有益效果：Beneficial effect:

1、本发明公开的一种基于MEMS的双模态耳科检测仪，利用MEMS微镜的小尺寸和大扫描角度，环形MEMS超声换能器小型化等特点，使得微镜前端扫描提供更大OCT成像视场的同时保持较小的探头直径。环形MEMS超声换能器能实现超声成像，通孔用于光束通过，达到OCT前视扫描成像与超声成像的双模态同时成像的效果。1. A MEMS-based dual-mode otology detector disclosed in the present invention utilizes the small size and large scanning angle of the MEMS micromirror, and the miniaturization of the ring-shaped MEMS ultrasonic transducer, so that the scanning at the front end of the micromirror provides a larger OCT imaging field of view while maintaining a small probe diameter. The annular MEMS ultrasonic transducer can realize ultrasonic imaging, and the through hole is used for the passage of light beams, achieving the effect of dual-mode simultaneous imaging of OCT forward-looking scanning imaging and ultrasonic imaging.

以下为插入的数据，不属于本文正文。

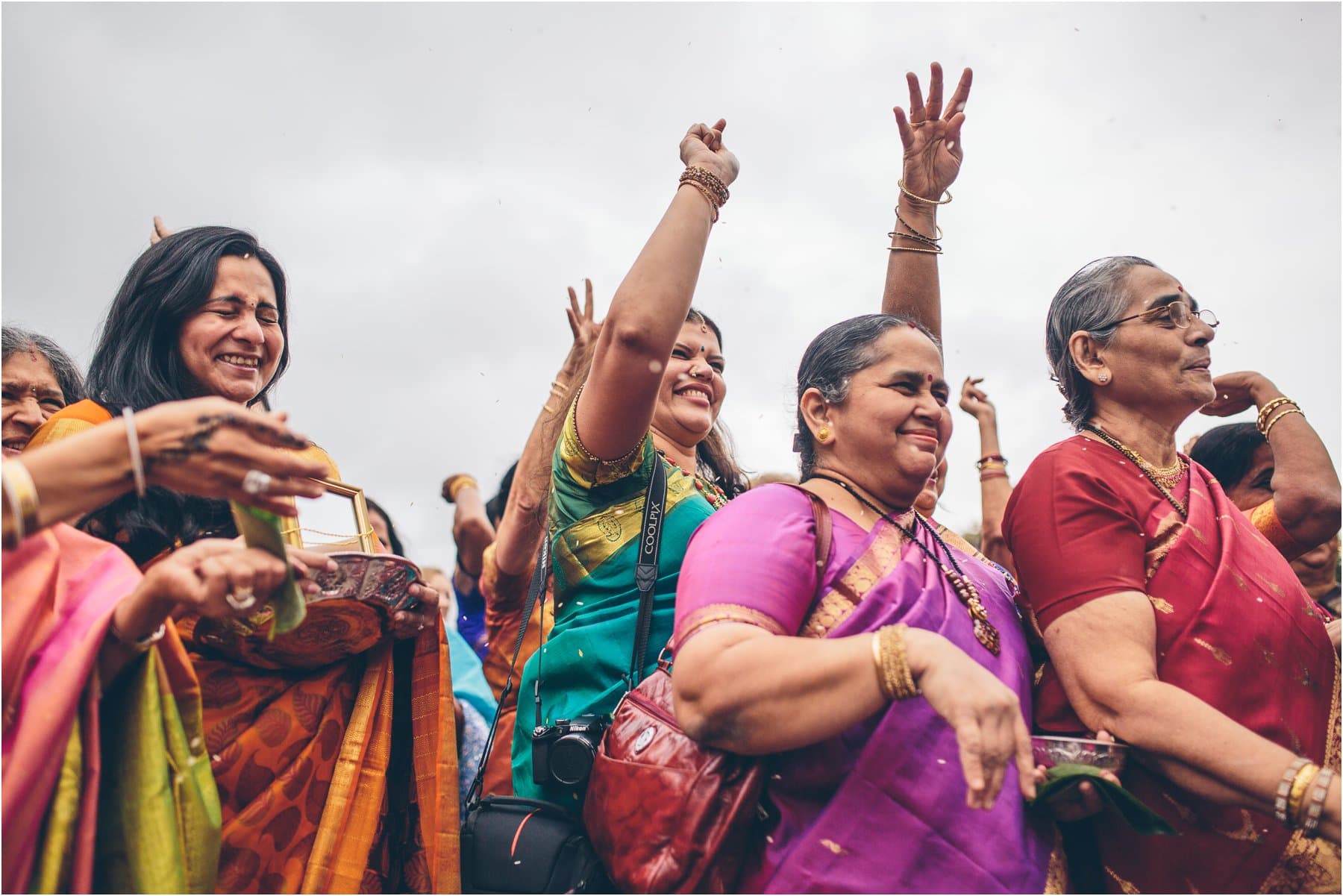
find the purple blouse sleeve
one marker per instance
(751, 562)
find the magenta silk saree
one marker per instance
(883, 806)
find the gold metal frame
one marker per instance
(295, 536)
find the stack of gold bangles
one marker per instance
(1264, 424)
(992, 466)
(22, 495)
(1299, 801)
(888, 652)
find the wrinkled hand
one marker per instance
(974, 401)
(582, 324)
(407, 624)
(703, 148)
(1081, 801)
(1235, 392)
(159, 230)
(931, 134)
(207, 445)
(987, 721)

2、本发明公开的一种基于MEMS的大视场双模态耳科检测仪，成像探头端结构通过探头端的光电和结构共轴设计，以及MEMS微镜和超声换能器的通孔设置，实现高分辨和大成像深度，以及大成像视场。2. In the MEMS-based large-field dual-mode otology detector disclosed in the present invention, the structure of the imaging probe end is designed through the photoelectric and structural coaxial design of the probe end, and the through-hole setting of the MEMS micromirror and the ultrasonic transducer, Realize high resolution, large imaging depth, and large imaging field of view.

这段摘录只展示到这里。